Ukraine, UE, Allemagne : la liberté d’expression et l’Institut Schiller visés

Le Centre de lutte contre la désinformation (CCD) de Kiev a publié le 3 octobre une version augmentée de sa liste d’« orateurs qui promeuvent des récits en phase avec la propagande russe ». La liste originale identifiait plus de 70 personnalités internationales, accusées de contredire la ligne officielle de l’OTAN, les déclarant « terroristes de l’information » susceptibles d’être jugés comme des « criminels de guerre » (voir AS 31-39/22). Sur leur nouvelle liste, arrive en première position la fondatrice de l’Institut Schiller, Helga Zepp-LaRouche, suivie de nombreux intervenants à des conférences de l’IS. Zepp-LaRouche et le porte-parole de l’IS, Harley Schlanger, figurent également sur la liste encore plus sinistre d’ennemis « à liquider » établie par le site Myrotvorets.

De son côté, l’Union européenne a apparemment dressé ses propres listes. Lors d’une conférence de presse tenue le 28 septembre, le chef des Affaires étrangères de l’UE, Josep Borrell, a annoncé que dans le cadre des nouvelles sanctions, « nous continuons également à cibler les acteurs qui diffusent de la désinformation sur la guerre – notamment ceux qui diffusent de fausses informations et donnent des fonds aux zones occupées par la Russie » en Ukraine.

Selon Borrell, des opérations de ciblage seraient en cours dans de nombreux pays de l’UE. Le modus operandi pour l’Allemagne a été dévoilé dans un dossier compilé par le média alternatif Nachdenkseiten, dont la première partie a été publiée le 29 septembre. Il s’intéresse surtout à un groupe de coordination centralisé, mis en place au sein du gouvernement allemand en juin dernier pour dissuader la diffusion d’informations indépendantes sur la Russie. Ce dossier s’appuie sur un document interne du gouvernement allemand remis par un lanceur d’alerte.

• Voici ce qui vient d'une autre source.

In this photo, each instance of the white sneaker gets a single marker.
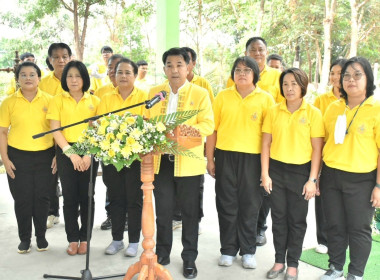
(52, 220)
(249, 261)
(321, 249)
(131, 250)
(226, 260)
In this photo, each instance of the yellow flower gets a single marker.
(105, 145)
(130, 141)
(111, 153)
(101, 68)
(120, 135)
(123, 126)
(160, 127)
(93, 141)
(126, 151)
(104, 122)
(114, 124)
(136, 133)
(137, 148)
(102, 130)
(115, 146)
(130, 120)
(110, 136)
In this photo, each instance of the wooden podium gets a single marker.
(148, 267)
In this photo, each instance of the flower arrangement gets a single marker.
(121, 139)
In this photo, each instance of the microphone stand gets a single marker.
(86, 273)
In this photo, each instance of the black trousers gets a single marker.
(238, 200)
(263, 214)
(177, 209)
(188, 195)
(289, 209)
(75, 196)
(321, 221)
(54, 197)
(346, 200)
(125, 195)
(30, 189)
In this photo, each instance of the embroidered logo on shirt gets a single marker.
(361, 129)
(303, 120)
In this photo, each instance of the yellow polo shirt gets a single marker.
(191, 97)
(292, 133)
(51, 84)
(142, 84)
(113, 101)
(26, 119)
(238, 121)
(269, 81)
(324, 100)
(100, 92)
(65, 109)
(202, 82)
(359, 151)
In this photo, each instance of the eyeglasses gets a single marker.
(245, 71)
(356, 76)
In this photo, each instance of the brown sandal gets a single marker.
(72, 249)
(82, 248)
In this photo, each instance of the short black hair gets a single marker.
(130, 62)
(115, 56)
(250, 63)
(192, 52)
(275, 56)
(107, 49)
(56, 46)
(370, 88)
(176, 52)
(301, 79)
(26, 55)
(51, 68)
(254, 39)
(82, 71)
(27, 64)
(339, 62)
(141, 62)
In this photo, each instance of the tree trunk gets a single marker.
(76, 30)
(355, 25)
(327, 25)
(199, 38)
(260, 18)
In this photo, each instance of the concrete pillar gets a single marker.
(167, 31)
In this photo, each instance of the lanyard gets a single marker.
(354, 114)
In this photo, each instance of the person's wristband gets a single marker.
(66, 151)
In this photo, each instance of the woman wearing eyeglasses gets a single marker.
(350, 179)
(29, 163)
(239, 113)
(322, 102)
(291, 155)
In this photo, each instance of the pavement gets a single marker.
(55, 261)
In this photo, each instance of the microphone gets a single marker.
(157, 98)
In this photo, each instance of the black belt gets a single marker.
(170, 157)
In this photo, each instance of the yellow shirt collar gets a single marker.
(285, 108)
(86, 95)
(19, 93)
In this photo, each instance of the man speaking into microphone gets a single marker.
(180, 175)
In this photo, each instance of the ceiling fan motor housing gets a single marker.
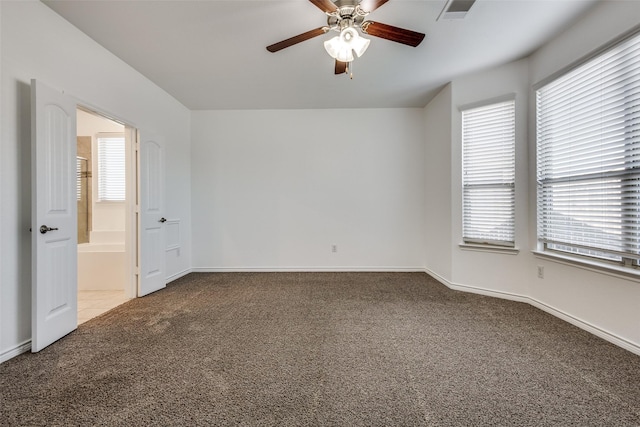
(349, 14)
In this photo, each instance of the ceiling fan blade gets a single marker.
(371, 5)
(326, 6)
(297, 39)
(389, 32)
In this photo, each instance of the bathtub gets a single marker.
(101, 266)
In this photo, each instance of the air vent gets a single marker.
(456, 9)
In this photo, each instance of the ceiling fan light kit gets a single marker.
(347, 18)
(342, 47)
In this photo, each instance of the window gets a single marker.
(488, 167)
(588, 161)
(111, 168)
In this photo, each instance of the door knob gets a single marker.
(44, 229)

Daté du 27 juin, ce document intitulé Actions menées par des agences et des autorités contre la désinformation relative à la guerre RUS contre UKR, précise l’implication de plusieurs entités officielles : ministère de l’Intérieur, ministère des Affaires étrangères, Bureau fédéral de presse et ministère de la Défense. Identifié comme le noyau central des activités de propagande de l’État, le ministère de l’Intérieur rédige des rapports de situation sur la Russie et l’Ukraine toutes les deux semaines. Un « plan de résilience » en dix points prévoit la diffusion d’informations contrôlées par le gouvernement auprès des institutions (dont le Bundestag), des médias et même des écoles primaires afin de vacciner les enfants contre la « désinformation ».

Le ministère des Affaires étrangères est chargé d’élaborer, en collaboration avec des experts américains, un « document évolutif » qui « déconstruit/démystifie les récits russes classiques et actuels sur la guerre en Ukraine ». Il coopère également avec l’Office fédéral de la presse (BPA) pour offrir des stages et autres formations sur la ligne à suivre. Compte tenu de ce dispositif, la similitude des informations dans la quasi-totalité des médias allemands n’est pas surprenante. Pas plus que ne le sont leurs attaques contre ceux qui expriment une opinion contraire.